Figure 2 Flowchart showing the recruitment of patients for the study.

IGF2BP1 mRNA expression was significantly higher in ETV6-RUNX1 positive B-ALL (n = 37), (median value = 2.74) compared to the negative samples (n = 106), (median value = 0.0022) (p < 0.0001, > 1,000 fold overexpression) (Figure 3A). This group also showed a significant downregulation in wild type ETV6 expression levels, which is concordant with the loss of the other wild type ETV6 allele reported in this subtype of B-ALL (28) (Figure 3B). The expression of IGF2BP1 appeared to be specific to the ETV6-RUNX1 translocation positive sub-group. Interestingly, some patients (12/62) in the “No known sentinel translocations” group had a high expression of IGF2BP1. In addition, 4/12 of them had altered cytogenetics. One of them had hyperploidy (53–54 chromosomes) including chromosome 17 which harbors the IGF2BP1 gene. One patient showed extra signals for 21q (RUNX1 locus, iamp21) on FISH and one patient’s sample was positive for extra signals for both 12p as well as 21q. The other 8 were cytogenetically normal.

FIGURE 3

Figure 3 Real time expression data showing (A) IGF2BP1 overexpression in ETV6-RUNX1 translocation positive patients (N = 37), patients with other translocations (N = 44, BCR-ABL1, E2A-PBX1, MLL), and patients with no known translocation (N = 62, includes patients with altered cytogenetics, N = 13); (B) ETV6 expression in ETV6-RUNX1 translocation positive (N = 32) and translocation negative (N = 101) patients; (C) ROC curve for IGF2BP1 comparing it to FISH/RT-PCR for ETV6-RUNX1; (D) MYC expression in ETV6-RUNX1 translocation positive (N = 34) and ETV6-RUNX1 translocation negative (N = 106) patients, and (E) ROC curve for MYC expression. ****p < 0.0001; ***p < 0.001, **p < 0.01. ETV6-RUNX1 positive is denoted as E6R1+ and ETV6-RUNX1 negative as E6R1-.

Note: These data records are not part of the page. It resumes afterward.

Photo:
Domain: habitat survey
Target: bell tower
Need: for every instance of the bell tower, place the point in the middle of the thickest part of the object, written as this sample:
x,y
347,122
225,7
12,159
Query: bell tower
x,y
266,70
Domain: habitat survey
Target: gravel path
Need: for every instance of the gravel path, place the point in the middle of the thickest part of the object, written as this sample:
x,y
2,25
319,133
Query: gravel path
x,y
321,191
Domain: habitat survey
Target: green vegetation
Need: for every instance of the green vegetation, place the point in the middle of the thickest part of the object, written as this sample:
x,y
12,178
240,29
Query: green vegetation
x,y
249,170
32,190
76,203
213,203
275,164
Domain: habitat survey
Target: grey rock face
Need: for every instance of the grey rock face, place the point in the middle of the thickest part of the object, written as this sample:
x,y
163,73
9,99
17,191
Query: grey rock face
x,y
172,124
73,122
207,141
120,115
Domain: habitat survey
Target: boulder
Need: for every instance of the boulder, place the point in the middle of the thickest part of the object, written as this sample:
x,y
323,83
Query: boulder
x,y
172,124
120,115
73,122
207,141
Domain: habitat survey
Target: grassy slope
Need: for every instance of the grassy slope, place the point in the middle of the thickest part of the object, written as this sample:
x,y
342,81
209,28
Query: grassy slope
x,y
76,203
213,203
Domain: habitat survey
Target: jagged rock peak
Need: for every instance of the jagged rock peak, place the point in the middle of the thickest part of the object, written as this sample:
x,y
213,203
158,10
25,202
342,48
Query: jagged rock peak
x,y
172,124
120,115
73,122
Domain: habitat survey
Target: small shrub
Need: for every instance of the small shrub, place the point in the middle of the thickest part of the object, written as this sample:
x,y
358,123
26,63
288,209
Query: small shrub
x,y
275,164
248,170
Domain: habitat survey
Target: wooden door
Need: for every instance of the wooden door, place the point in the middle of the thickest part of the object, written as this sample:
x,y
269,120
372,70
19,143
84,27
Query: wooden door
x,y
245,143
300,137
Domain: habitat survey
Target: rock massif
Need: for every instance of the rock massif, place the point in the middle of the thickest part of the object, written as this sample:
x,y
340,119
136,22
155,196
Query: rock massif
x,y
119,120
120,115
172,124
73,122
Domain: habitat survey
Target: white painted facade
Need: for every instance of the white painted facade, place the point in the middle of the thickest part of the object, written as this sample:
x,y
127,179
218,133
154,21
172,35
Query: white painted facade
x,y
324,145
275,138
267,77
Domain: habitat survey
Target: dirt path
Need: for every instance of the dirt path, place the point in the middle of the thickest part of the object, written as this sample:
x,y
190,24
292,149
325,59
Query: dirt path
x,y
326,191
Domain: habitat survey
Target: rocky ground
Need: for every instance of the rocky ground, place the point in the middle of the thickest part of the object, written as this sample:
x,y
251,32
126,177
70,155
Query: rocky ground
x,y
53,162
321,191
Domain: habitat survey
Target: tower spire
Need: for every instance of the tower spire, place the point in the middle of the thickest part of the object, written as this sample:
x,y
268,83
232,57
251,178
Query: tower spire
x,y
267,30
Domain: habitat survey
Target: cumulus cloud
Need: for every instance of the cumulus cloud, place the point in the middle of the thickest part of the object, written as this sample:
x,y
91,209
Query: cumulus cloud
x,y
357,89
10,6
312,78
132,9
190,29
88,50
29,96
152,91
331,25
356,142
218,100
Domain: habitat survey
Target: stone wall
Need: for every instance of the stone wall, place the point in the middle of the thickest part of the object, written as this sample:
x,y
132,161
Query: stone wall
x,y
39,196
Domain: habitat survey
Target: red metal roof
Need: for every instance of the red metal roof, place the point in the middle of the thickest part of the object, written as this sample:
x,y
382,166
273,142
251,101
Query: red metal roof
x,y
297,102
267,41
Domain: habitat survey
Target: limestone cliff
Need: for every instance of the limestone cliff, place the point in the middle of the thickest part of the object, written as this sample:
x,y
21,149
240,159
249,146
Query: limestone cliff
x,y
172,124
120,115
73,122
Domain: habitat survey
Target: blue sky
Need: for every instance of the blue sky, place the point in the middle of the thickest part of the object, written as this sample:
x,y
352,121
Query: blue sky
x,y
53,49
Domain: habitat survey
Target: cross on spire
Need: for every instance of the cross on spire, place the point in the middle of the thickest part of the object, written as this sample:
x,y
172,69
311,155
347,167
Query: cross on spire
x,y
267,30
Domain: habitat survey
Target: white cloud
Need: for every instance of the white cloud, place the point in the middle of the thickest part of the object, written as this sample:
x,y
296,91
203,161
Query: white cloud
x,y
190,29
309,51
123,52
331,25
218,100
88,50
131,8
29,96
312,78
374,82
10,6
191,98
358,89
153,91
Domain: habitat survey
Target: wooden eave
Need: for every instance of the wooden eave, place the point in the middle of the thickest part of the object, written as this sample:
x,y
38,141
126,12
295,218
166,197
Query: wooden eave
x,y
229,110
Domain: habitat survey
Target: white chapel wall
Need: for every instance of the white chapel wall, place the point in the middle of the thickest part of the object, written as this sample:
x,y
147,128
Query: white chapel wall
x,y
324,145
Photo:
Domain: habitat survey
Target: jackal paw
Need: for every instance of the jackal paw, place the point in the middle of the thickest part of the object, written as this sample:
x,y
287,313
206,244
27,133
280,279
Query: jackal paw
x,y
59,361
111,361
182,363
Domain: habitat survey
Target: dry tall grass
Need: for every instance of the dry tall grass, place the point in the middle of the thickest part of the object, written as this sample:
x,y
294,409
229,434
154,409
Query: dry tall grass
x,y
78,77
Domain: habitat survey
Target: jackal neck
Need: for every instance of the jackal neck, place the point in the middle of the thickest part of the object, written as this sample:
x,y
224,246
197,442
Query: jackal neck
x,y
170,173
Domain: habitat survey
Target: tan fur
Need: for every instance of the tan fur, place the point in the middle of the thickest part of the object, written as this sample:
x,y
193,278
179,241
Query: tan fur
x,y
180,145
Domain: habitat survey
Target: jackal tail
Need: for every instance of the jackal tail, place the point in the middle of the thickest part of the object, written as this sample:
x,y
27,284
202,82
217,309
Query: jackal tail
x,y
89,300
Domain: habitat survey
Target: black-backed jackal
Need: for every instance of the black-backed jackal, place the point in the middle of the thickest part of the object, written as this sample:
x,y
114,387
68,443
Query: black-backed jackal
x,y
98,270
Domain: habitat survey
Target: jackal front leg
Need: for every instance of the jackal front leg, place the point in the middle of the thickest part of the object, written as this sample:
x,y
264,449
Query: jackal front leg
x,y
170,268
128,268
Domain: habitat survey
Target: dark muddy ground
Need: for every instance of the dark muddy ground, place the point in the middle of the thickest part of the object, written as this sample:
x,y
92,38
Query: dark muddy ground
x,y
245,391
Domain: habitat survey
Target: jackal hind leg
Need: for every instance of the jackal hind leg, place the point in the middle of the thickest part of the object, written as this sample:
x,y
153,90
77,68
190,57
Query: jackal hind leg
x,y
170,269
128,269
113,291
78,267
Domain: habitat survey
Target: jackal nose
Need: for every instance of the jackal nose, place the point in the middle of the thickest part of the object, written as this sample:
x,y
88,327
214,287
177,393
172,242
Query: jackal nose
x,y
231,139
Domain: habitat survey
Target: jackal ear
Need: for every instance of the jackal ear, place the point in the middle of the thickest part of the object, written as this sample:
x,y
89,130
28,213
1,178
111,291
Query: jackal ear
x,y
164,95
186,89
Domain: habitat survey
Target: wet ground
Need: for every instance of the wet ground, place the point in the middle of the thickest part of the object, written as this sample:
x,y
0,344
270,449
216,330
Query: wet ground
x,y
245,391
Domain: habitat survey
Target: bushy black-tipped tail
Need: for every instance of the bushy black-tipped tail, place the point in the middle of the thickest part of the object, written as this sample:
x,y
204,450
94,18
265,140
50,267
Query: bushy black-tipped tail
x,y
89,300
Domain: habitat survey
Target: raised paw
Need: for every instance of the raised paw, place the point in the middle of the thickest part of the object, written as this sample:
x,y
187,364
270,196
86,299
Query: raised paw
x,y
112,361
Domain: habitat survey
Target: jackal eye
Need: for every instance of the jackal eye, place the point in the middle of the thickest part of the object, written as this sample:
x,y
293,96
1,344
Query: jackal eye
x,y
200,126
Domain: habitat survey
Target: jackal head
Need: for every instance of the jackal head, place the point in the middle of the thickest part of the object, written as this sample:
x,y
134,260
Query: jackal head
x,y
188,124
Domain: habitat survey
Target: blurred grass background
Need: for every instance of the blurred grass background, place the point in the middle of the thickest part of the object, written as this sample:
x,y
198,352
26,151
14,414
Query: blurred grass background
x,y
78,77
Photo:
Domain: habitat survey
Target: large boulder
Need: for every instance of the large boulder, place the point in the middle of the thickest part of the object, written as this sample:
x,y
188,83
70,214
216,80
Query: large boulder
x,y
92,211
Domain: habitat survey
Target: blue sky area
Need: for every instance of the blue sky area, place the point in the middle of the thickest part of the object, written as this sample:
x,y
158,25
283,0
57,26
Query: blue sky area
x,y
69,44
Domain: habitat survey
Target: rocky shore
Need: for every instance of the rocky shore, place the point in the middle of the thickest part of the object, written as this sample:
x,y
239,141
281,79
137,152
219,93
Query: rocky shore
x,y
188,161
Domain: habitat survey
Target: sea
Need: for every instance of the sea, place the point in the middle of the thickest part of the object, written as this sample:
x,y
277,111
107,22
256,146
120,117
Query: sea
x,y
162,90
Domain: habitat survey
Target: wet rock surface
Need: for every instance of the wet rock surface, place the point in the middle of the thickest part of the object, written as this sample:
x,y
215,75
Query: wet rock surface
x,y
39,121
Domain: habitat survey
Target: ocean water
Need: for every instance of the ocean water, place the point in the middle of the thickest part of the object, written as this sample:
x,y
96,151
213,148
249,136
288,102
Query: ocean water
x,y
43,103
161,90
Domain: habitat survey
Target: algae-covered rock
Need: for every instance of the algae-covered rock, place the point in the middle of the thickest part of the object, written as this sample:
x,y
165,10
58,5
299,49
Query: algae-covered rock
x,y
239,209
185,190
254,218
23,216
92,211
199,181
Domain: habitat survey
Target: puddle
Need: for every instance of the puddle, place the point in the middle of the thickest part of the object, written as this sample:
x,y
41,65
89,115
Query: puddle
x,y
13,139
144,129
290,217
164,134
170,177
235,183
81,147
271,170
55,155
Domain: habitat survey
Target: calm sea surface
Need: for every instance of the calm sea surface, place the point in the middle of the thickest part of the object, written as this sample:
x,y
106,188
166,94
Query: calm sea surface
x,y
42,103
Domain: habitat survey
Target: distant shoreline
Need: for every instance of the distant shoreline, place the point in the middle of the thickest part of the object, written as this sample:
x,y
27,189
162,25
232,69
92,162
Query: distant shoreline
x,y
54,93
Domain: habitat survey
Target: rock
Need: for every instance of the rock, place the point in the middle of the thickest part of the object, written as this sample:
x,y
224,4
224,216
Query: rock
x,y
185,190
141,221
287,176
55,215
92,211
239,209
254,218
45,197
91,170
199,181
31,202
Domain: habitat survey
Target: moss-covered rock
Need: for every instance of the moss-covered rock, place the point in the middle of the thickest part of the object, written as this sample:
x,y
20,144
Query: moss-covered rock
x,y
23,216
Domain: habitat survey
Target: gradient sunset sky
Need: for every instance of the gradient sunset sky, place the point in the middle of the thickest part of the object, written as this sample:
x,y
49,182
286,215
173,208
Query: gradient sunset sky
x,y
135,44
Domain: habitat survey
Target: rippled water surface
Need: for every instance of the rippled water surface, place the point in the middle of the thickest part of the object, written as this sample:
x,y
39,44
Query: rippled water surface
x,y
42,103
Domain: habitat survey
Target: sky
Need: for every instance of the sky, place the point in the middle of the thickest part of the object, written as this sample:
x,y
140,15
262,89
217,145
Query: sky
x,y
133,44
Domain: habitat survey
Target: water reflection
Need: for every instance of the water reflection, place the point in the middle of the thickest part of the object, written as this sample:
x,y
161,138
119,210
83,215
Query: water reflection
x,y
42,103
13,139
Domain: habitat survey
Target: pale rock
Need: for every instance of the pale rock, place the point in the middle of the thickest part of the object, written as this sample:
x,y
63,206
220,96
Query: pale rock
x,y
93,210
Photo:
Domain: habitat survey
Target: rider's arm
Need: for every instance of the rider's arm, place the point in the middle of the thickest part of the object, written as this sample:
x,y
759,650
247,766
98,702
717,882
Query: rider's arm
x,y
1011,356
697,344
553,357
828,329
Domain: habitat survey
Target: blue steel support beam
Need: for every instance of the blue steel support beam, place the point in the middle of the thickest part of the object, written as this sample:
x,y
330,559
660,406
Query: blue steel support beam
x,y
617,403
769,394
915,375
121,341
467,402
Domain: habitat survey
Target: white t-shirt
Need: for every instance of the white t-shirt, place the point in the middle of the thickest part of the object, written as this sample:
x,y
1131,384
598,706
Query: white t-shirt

A new subtype of B-ALL known as “ETV6-RUNX1-like leukemia” has been identified recently based on a gene expression profile similar to that of ETV6-RUNX1 translocation positive leukemia in the absence of the translocation. This subtype also reported a functional loss of ETV6 in the form of mutation or deletions (29, 30). A lower relative expression of ETV6 was noticeable in the patients with high IGF2BP1 expression in the “No known sentinel translocation” group. It is interesting to speculate that these few patients might belong to the newly identified ETV6-RUNX1 like leukemia subgroup. Loss or perturbation of the ETV6 or its regulatory loci might be triggering an ETV6-RUNX1-like leukemia in these patients.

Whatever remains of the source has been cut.